Quarterback Depth Chart, QB, Bills: As I'm writing this, I'm about to go draft C.J. Spiller at the No. 2 overall spot in my main fantasy draft. That makes me happy but also a little scared because Jeff Tuel is the Bills starting quarterback after E.J. Manuel went down with a mysterious preseason knee injury and Kevin Kolb could see his career ended because of concussions. Backing up Tuel, an undrafted free agent who before Monday morning didn't even have a Wikipedia page? Matt Leinart, signed off the free agent scrap heap and Thaddeus Lewis, former Duke quarterback somehow acquired in a trade. What does it say that you need to trade for Thad Lewis and, even worse, what does it say that Lewis was rostered ahead of Leinert? The Bills might love Tuel and maybe he surprises but if you think this is anything other than a trainwreck I have a Mario Williams contract I'd like to sell you.
Jonathan Stewart, RB, Panthers: What the hell is going on with this guy? Stew's a potential dynamic back who's never been given the chance to really step up and be a feature back. Doesn't look like he'll get that shot this season -- the Panthers put one half of Double Trouble on the PUP list Tuesday. That leaves DeAngelo Williams and Mike Tolbert as the primary runners for Carolina over the first six weeks of the season. And it leads me to wonder why we haven't seen Stewart run, why we've seen him pull out of a charity golf tournament and whether he's even going to come back this season. Those running back contracts look worse and worse by the day.
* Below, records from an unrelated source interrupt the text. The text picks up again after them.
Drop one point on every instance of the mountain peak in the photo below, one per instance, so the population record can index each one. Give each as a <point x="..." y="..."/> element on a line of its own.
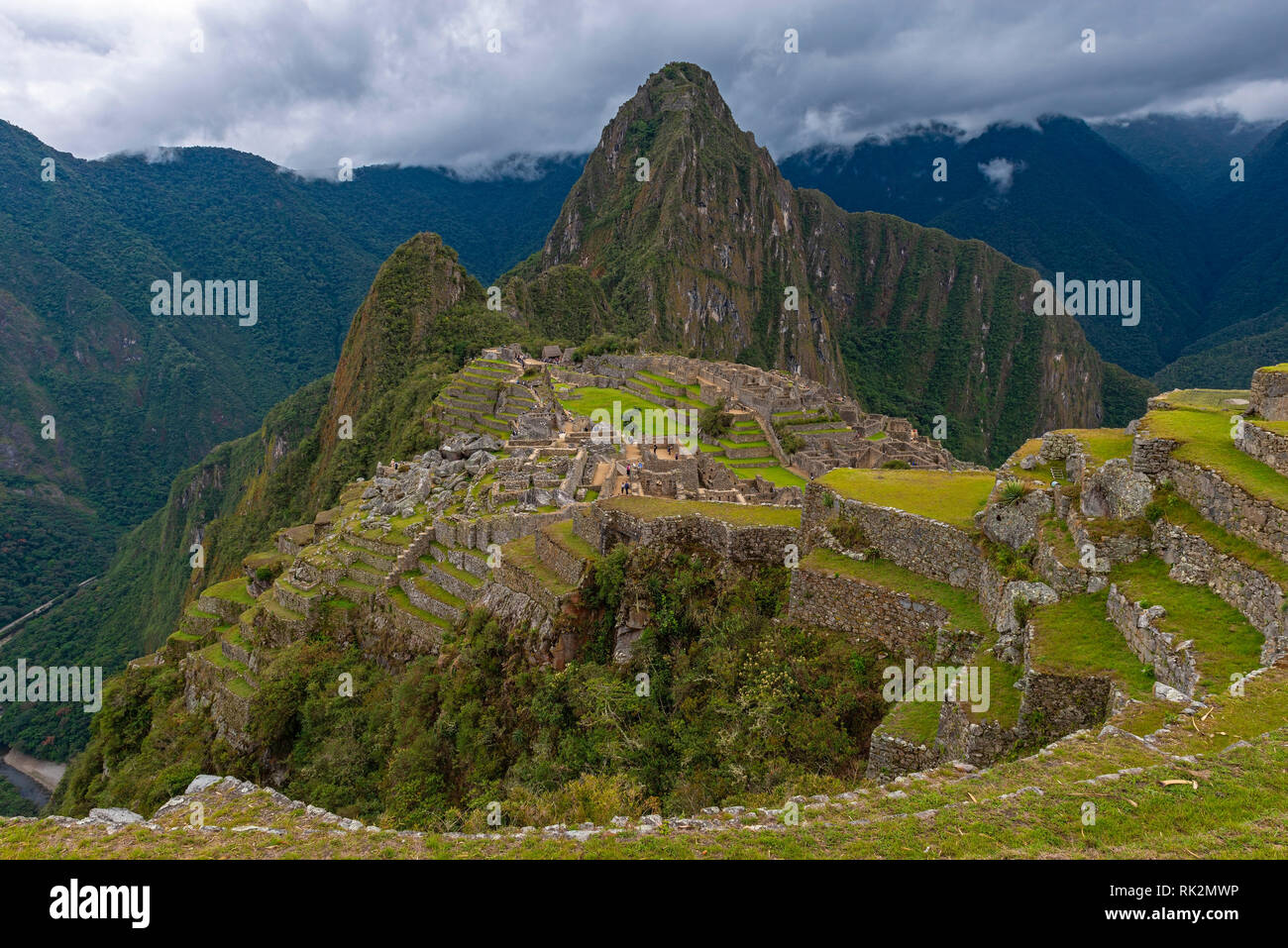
<point x="697" y="243"/>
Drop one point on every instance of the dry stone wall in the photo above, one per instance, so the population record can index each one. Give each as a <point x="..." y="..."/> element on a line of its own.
<point x="896" y="620"/>
<point x="1173" y="662"/>
<point x="1263" y="445"/>
<point x="1232" y="507"/>
<point x="925" y="546"/>
<point x="1256" y="595"/>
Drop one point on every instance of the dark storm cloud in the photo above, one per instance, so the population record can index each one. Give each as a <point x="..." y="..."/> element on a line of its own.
<point x="305" y="84"/>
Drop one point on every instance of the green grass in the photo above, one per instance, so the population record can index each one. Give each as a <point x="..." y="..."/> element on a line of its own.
<point x="737" y="514"/>
<point x="434" y="591"/>
<point x="1073" y="636"/>
<point x="952" y="497"/>
<point x="585" y="401"/>
<point x="1224" y="640"/>
<point x="231" y="588"/>
<point x="777" y="475"/>
<point x="523" y="554"/>
<point x="404" y="604"/>
<point x="563" y="535"/>
<point x="1205" y="399"/>
<point x="451" y="570"/>
<point x="1177" y="511"/>
<point x="914" y="721"/>
<point x="1103" y="443"/>
<point x="1205" y="440"/>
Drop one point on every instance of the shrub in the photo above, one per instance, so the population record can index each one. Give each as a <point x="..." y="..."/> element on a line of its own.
<point x="1013" y="492"/>
<point x="790" y="441"/>
<point x="715" y="420"/>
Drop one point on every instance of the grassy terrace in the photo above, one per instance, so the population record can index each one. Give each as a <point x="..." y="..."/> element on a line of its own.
<point x="964" y="612"/>
<point x="1074" y="638"/>
<point x="737" y="514"/>
<point x="651" y="382"/>
<point x="402" y="603"/>
<point x="962" y="609"/>
<point x="1205" y="440"/>
<point x="584" y="401"/>
<point x="914" y="721"/>
<point x="1206" y="399"/>
<point x="1235" y="810"/>
<point x="563" y="535"/>
<point x="1177" y="511"/>
<point x="523" y="554"/>
<point x="1103" y="443"/>
<point x="233" y="590"/>
<point x="952" y="497"/>
<point x="1224" y="640"/>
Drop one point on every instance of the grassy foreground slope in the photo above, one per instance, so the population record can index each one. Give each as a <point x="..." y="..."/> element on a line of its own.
<point x="1188" y="793"/>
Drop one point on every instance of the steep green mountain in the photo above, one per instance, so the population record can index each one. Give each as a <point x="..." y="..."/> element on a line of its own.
<point x="912" y="320"/>
<point x="420" y="314"/>
<point x="1248" y="240"/>
<point x="1190" y="151"/>
<point x="699" y="249"/>
<point x="1060" y="200"/>
<point x="138" y="397"/>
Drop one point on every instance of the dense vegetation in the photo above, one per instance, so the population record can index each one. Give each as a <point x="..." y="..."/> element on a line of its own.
<point x="421" y="318"/>
<point x="928" y="325"/>
<point x="138" y="397"/>
<point x="1150" y="200"/>
<point x="737" y="706"/>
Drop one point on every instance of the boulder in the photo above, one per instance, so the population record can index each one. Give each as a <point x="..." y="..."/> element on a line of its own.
<point x="1117" y="491"/>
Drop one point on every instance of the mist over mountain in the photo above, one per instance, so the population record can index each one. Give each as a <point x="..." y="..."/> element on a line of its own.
<point x="137" y="397"/>
<point x="1151" y="200"/>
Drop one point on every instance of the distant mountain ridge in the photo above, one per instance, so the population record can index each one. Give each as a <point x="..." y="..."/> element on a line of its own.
<point x="1151" y="198"/>
<point x="138" y="397"/>
<point x="692" y="239"/>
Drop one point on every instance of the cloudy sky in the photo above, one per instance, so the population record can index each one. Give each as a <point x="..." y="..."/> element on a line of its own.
<point x="304" y="82"/>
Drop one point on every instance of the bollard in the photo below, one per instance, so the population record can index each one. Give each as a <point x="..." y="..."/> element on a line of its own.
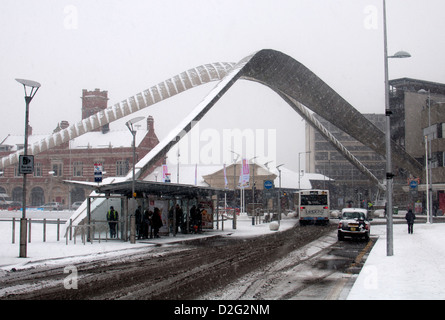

Joe Looney, OL, 49ers: Looney might say that he didn't mean to go low on Vikings defensive tackle Kevin Williams, but it's largely irrelevant. What he did, even if it was "following through" with his block, was a scrub move. The only "good" that comes out of this -- along with the brutal injury Dustin Keller suffered thanks to D.J. Swearinger -- is the NFL will try and keep people from targeting knees when they target people. I love the idea of keeping the onus off the head and making sure that people don't suffer injuries that way, but blowing up knees is no good Joe Looney.
Rashard Mendenhall, RB, Cardinals: This could actually be the entire Cards running game after their debacle of a preseason game against the Chargers this weekend. Mendenhall's dealing with an MRI on his knee and maybe it'll be alright, but that's definitely up in the air at this point given his past. The bigger issue right now is losing Jonathan Cooper, the Cards first-round pick. Cooper suffered a broken leg during the preseason matchup on a fluke play and as a result will miss significant time. Bruce Arians doesn't think it'll be the whole season but that one injury really, really dings any sort of upside I thought the Cardinals might have. They'll scare people with the Carson Palmer/Larry Fitzgerald/Michael Floyd combo but this running game is going to be brutal.
Brandon Weeden, QB, Browns: Preseason Hall of Fame inductee Weeden came back to the pack in Week 3 against the Colts. He didn't look like the confident passer and the Browns offense looked, as Mark Sessler of NFL.com coined it, Shurmurish in their execution. Now we've got Weeden, who went 12-of-25 for 105 yards, telling everyone not to panic because oh god he said not to panic you should panic. Sorry but when someone tells me not to panic I instinctively panic. Weeden blamed the "really, really good" defense of the Colts but, hey, that's the NFL. Defenses are bound to not be terrible.